Die Sprechchöre, die von den Demonstranten angestimmt werden, aber auch die Schilder und Plakate ähneln jenen der vergangenen Fridays-for-Future-Demos, doch diesmal ist etwas anders. Während Eltern, Senioren, Schüler und Kinder fürs Klima auf die Straße gehen, wird in Berlin noch um das Klimapaket gerungen. Bei vielen schwingt das mit. "Warum ist dieser Streik heute so wichtig?", fragt Anna Albrecht, eine der Organisatorinnen der Fridays-for-Future-Bewegung in Rottweil später in die Runde. "Weil sich die politischen Entscheidungsträger heute mit unserem Thema befassen." Dass man sich in Rottweil als Teil von etwas Großem sieht, das wird an diesem Freitag greifbar.

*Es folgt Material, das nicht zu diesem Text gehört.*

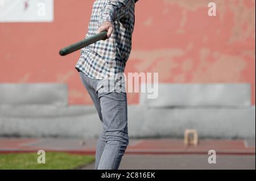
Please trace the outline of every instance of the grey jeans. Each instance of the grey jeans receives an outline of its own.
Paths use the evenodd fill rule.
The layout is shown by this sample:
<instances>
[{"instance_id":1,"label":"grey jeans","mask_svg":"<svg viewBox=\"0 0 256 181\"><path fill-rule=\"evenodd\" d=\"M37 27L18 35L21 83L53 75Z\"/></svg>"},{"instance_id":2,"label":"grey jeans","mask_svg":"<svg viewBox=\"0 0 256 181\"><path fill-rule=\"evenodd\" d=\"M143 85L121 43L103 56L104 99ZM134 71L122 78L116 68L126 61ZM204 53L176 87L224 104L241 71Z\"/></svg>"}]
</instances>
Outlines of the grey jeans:
<instances>
[{"instance_id":1,"label":"grey jeans","mask_svg":"<svg viewBox=\"0 0 256 181\"><path fill-rule=\"evenodd\" d=\"M92 79L81 71L80 75L103 124L96 148L95 169L117 170L129 144L126 93L111 87L106 91L104 86L109 85L109 80Z\"/></svg>"}]
</instances>

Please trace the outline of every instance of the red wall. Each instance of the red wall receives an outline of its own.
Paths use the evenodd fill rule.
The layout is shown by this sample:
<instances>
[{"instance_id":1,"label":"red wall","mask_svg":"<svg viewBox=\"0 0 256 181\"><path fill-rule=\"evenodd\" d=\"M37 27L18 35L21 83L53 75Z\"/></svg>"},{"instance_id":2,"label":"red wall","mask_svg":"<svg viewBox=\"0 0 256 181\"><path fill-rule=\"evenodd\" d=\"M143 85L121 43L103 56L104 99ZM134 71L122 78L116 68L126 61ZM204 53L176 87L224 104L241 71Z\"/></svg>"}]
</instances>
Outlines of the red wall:
<instances>
[{"instance_id":1,"label":"red wall","mask_svg":"<svg viewBox=\"0 0 256 181\"><path fill-rule=\"evenodd\" d=\"M210 1L216 17L207 14ZM52 23L0 23L0 82L67 83L71 104L91 104L74 68L79 52L58 52L84 38L93 2L55 0ZM255 104L254 0L139 0L135 10L126 73L158 72L160 82L249 82Z\"/></svg>"}]
</instances>

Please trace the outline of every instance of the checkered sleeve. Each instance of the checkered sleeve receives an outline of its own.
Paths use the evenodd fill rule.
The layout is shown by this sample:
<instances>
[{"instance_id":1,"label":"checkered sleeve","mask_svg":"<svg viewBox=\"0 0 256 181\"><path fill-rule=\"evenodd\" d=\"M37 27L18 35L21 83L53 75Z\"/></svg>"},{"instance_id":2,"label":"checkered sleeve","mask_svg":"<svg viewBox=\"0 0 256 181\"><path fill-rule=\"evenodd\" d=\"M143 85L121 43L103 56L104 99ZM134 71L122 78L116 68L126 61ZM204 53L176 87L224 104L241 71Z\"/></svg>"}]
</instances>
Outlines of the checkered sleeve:
<instances>
[{"instance_id":1,"label":"checkered sleeve","mask_svg":"<svg viewBox=\"0 0 256 181\"><path fill-rule=\"evenodd\" d=\"M106 21L114 22L127 15L129 1L134 0L109 0L101 14L99 25Z\"/></svg>"}]
</instances>

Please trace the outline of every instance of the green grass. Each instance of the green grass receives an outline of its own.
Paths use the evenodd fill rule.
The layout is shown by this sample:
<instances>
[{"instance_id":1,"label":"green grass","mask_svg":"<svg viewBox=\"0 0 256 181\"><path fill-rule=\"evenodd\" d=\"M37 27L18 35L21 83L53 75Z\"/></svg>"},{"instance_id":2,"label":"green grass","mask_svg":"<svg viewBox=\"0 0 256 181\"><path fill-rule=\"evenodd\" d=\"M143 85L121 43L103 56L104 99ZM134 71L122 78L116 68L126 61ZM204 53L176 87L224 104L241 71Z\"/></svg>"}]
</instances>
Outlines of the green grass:
<instances>
[{"instance_id":1,"label":"green grass","mask_svg":"<svg viewBox=\"0 0 256 181\"><path fill-rule=\"evenodd\" d=\"M94 161L93 156L46 152L46 163L38 163L37 153L0 154L0 169L75 169Z\"/></svg>"}]
</instances>

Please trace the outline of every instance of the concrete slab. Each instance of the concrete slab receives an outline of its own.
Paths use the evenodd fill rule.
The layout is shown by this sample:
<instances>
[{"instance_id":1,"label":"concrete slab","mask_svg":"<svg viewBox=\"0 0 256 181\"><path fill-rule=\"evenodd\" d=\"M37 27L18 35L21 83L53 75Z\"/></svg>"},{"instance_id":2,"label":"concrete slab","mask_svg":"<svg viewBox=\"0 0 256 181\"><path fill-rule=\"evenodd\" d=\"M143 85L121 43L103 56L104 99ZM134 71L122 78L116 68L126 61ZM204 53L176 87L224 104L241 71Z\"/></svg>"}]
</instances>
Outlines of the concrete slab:
<instances>
[{"instance_id":1,"label":"concrete slab","mask_svg":"<svg viewBox=\"0 0 256 181\"><path fill-rule=\"evenodd\" d=\"M159 83L158 98L150 99L142 93L139 104L152 107L250 106L251 87L249 83Z\"/></svg>"},{"instance_id":2,"label":"concrete slab","mask_svg":"<svg viewBox=\"0 0 256 181\"><path fill-rule=\"evenodd\" d=\"M200 138L247 138L255 140L255 106L243 108L146 108L130 106L132 137L183 137L196 129Z\"/></svg>"},{"instance_id":3,"label":"concrete slab","mask_svg":"<svg viewBox=\"0 0 256 181\"><path fill-rule=\"evenodd\" d=\"M0 108L1 136L97 137L101 123L93 107Z\"/></svg>"},{"instance_id":4,"label":"concrete slab","mask_svg":"<svg viewBox=\"0 0 256 181\"><path fill-rule=\"evenodd\" d=\"M255 107L229 108L128 107L131 138L183 137L196 129L200 138L255 140ZM0 136L94 138L101 123L93 106L0 107Z\"/></svg>"},{"instance_id":5,"label":"concrete slab","mask_svg":"<svg viewBox=\"0 0 256 181\"><path fill-rule=\"evenodd\" d=\"M61 83L1 83L0 105L68 105L67 85Z\"/></svg>"},{"instance_id":6,"label":"concrete slab","mask_svg":"<svg viewBox=\"0 0 256 181\"><path fill-rule=\"evenodd\" d=\"M128 155L123 157L120 170L255 170L255 155L217 155L216 163L205 155ZM93 163L82 170L94 170ZM154 171L153 171L154 172Z\"/></svg>"}]
</instances>

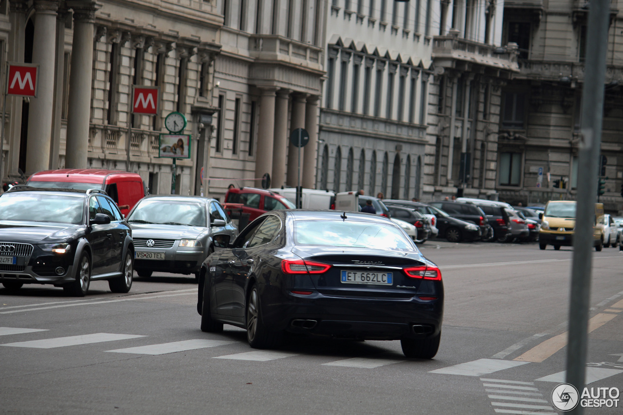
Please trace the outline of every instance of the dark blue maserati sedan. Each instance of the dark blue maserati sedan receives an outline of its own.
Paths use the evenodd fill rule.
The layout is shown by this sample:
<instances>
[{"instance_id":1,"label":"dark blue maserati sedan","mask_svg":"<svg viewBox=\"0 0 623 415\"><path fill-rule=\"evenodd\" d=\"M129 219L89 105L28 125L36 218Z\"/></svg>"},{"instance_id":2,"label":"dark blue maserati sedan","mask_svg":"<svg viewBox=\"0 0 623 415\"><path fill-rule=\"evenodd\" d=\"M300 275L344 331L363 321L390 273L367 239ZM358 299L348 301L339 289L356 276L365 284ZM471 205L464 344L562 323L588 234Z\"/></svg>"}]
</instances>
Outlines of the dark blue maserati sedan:
<instances>
[{"instance_id":1,"label":"dark blue maserati sedan","mask_svg":"<svg viewBox=\"0 0 623 415\"><path fill-rule=\"evenodd\" d=\"M407 357L431 358L441 336L439 269L386 217L336 211L273 211L204 262L201 330L247 330L270 348L286 332L401 340Z\"/></svg>"}]
</instances>

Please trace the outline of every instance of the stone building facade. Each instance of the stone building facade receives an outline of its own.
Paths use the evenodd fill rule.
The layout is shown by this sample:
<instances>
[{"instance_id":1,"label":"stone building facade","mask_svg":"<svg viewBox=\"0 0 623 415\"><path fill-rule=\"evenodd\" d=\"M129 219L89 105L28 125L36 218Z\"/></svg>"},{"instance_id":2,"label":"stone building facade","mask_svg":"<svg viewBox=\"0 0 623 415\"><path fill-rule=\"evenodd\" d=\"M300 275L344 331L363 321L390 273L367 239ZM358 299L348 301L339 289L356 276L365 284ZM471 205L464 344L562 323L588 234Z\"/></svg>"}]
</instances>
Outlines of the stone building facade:
<instances>
[{"instance_id":1,"label":"stone building facade","mask_svg":"<svg viewBox=\"0 0 623 415\"><path fill-rule=\"evenodd\" d=\"M502 88L500 199L574 199L588 3L506 0L503 37L519 47L520 72ZM621 209L623 17L611 2L601 155L606 211ZM540 174L541 172L542 174ZM600 172L600 174L602 172ZM556 186L556 187L554 187Z\"/></svg>"}]
</instances>

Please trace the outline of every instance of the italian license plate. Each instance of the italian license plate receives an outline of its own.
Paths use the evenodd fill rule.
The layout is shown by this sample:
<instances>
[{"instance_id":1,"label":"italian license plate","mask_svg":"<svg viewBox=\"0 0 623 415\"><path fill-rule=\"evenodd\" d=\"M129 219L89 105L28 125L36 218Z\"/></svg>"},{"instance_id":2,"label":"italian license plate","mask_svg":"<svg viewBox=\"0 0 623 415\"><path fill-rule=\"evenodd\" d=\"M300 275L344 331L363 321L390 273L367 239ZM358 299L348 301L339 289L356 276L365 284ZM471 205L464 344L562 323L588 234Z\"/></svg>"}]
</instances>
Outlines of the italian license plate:
<instances>
[{"instance_id":1,"label":"italian license plate","mask_svg":"<svg viewBox=\"0 0 623 415\"><path fill-rule=\"evenodd\" d=\"M136 259L164 259L164 252L146 252L137 250L134 253Z\"/></svg>"},{"instance_id":2,"label":"italian license plate","mask_svg":"<svg viewBox=\"0 0 623 415\"><path fill-rule=\"evenodd\" d=\"M344 284L374 284L391 285L391 272L369 272L368 271L342 271L341 282Z\"/></svg>"},{"instance_id":3,"label":"italian license plate","mask_svg":"<svg viewBox=\"0 0 623 415\"><path fill-rule=\"evenodd\" d=\"M16 257L0 257L0 264L17 264Z\"/></svg>"}]
</instances>

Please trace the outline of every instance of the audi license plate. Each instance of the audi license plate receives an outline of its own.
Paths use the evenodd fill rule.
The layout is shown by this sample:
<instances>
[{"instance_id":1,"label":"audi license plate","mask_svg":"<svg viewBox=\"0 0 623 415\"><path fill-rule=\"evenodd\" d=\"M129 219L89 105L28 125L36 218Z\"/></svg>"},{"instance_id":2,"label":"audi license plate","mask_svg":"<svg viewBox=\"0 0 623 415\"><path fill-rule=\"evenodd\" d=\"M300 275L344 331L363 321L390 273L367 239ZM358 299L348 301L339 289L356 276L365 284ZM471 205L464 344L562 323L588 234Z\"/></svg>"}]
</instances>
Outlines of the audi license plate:
<instances>
[{"instance_id":1,"label":"audi license plate","mask_svg":"<svg viewBox=\"0 0 623 415\"><path fill-rule=\"evenodd\" d=\"M368 271L342 271L343 284L374 284L391 285L391 272L369 272Z\"/></svg>"},{"instance_id":2,"label":"audi license plate","mask_svg":"<svg viewBox=\"0 0 623 415\"><path fill-rule=\"evenodd\" d=\"M17 264L17 257L0 257L0 264Z\"/></svg>"},{"instance_id":3,"label":"audi license plate","mask_svg":"<svg viewBox=\"0 0 623 415\"><path fill-rule=\"evenodd\" d=\"M136 259L164 259L164 252L146 252L137 250L134 253Z\"/></svg>"}]
</instances>

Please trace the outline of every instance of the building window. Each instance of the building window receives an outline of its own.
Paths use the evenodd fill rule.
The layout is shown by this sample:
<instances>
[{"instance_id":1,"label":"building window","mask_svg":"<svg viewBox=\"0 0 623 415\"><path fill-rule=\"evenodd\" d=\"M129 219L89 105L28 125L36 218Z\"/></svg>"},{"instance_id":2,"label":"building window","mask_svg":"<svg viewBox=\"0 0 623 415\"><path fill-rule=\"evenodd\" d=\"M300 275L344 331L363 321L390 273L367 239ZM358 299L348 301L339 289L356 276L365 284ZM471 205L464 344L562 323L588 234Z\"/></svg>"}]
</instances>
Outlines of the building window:
<instances>
[{"instance_id":1,"label":"building window","mask_svg":"<svg viewBox=\"0 0 623 415\"><path fill-rule=\"evenodd\" d=\"M363 190L364 176L366 174L366 151L361 149L361 153L359 155L359 181L357 183L357 187L359 190Z\"/></svg>"},{"instance_id":2,"label":"building window","mask_svg":"<svg viewBox=\"0 0 623 415\"><path fill-rule=\"evenodd\" d=\"M519 186L521 178L521 153L500 154L500 184Z\"/></svg>"},{"instance_id":3,"label":"building window","mask_svg":"<svg viewBox=\"0 0 623 415\"><path fill-rule=\"evenodd\" d=\"M586 26L584 26L586 27ZM530 51L530 24L509 22L508 42L514 42L519 47L519 57L527 59Z\"/></svg>"},{"instance_id":4,"label":"building window","mask_svg":"<svg viewBox=\"0 0 623 415\"><path fill-rule=\"evenodd\" d=\"M525 96L526 94L523 92L506 92L504 94L503 128L523 128Z\"/></svg>"},{"instance_id":5,"label":"building window","mask_svg":"<svg viewBox=\"0 0 623 415\"><path fill-rule=\"evenodd\" d=\"M381 97L383 93L383 70L376 70L376 91L374 97L374 117L381 116Z\"/></svg>"},{"instance_id":6,"label":"building window","mask_svg":"<svg viewBox=\"0 0 623 415\"><path fill-rule=\"evenodd\" d=\"M370 112L370 89L372 87L372 66L366 64L363 79L363 113L368 115Z\"/></svg>"},{"instance_id":7,"label":"building window","mask_svg":"<svg viewBox=\"0 0 623 415\"><path fill-rule=\"evenodd\" d=\"M214 151L220 153L222 150L223 133L225 131L225 95L219 95L219 116L217 117L216 138Z\"/></svg>"},{"instance_id":8,"label":"building window","mask_svg":"<svg viewBox=\"0 0 623 415\"><path fill-rule=\"evenodd\" d=\"M346 110L346 83L348 82L348 61L343 59L340 69L340 97L338 108L340 111Z\"/></svg>"},{"instance_id":9,"label":"building window","mask_svg":"<svg viewBox=\"0 0 623 415\"><path fill-rule=\"evenodd\" d=\"M372 152L370 159L370 194L374 194L376 189L376 151Z\"/></svg>"},{"instance_id":10,"label":"building window","mask_svg":"<svg viewBox=\"0 0 623 415\"><path fill-rule=\"evenodd\" d=\"M335 150L335 164L333 165L333 191L340 191L340 183L342 175L342 150L338 146Z\"/></svg>"},{"instance_id":11,"label":"building window","mask_svg":"<svg viewBox=\"0 0 623 415\"><path fill-rule=\"evenodd\" d=\"M240 112L242 105L242 100L238 97L234 103L234 142L232 143L232 154L238 154L238 146L240 143Z\"/></svg>"},{"instance_id":12,"label":"building window","mask_svg":"<svg viewBox=\"0 0 623 415\"><path fill-rule=\"evenodd\" d=\"M251 101L250 125L249 127L249 155L253 156L253 146L255 143L255 123L257 118L257 102Z\"/></svg>"}]
</instances>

Ute Falkner aus Hausen ist mit ihrem Mann und ihren drei kleinen Töchtern das erste Mal gemeinsam bei der Klima-Demo dabei. Die Familie will Kante zeigen. Warum? "Wir sehen eine Veränderung in der Welt. Wir wissen nicht, in was für einer Welt unsere Kinder einmal aufwachsen und das erschreckt uns", betont die Mutter.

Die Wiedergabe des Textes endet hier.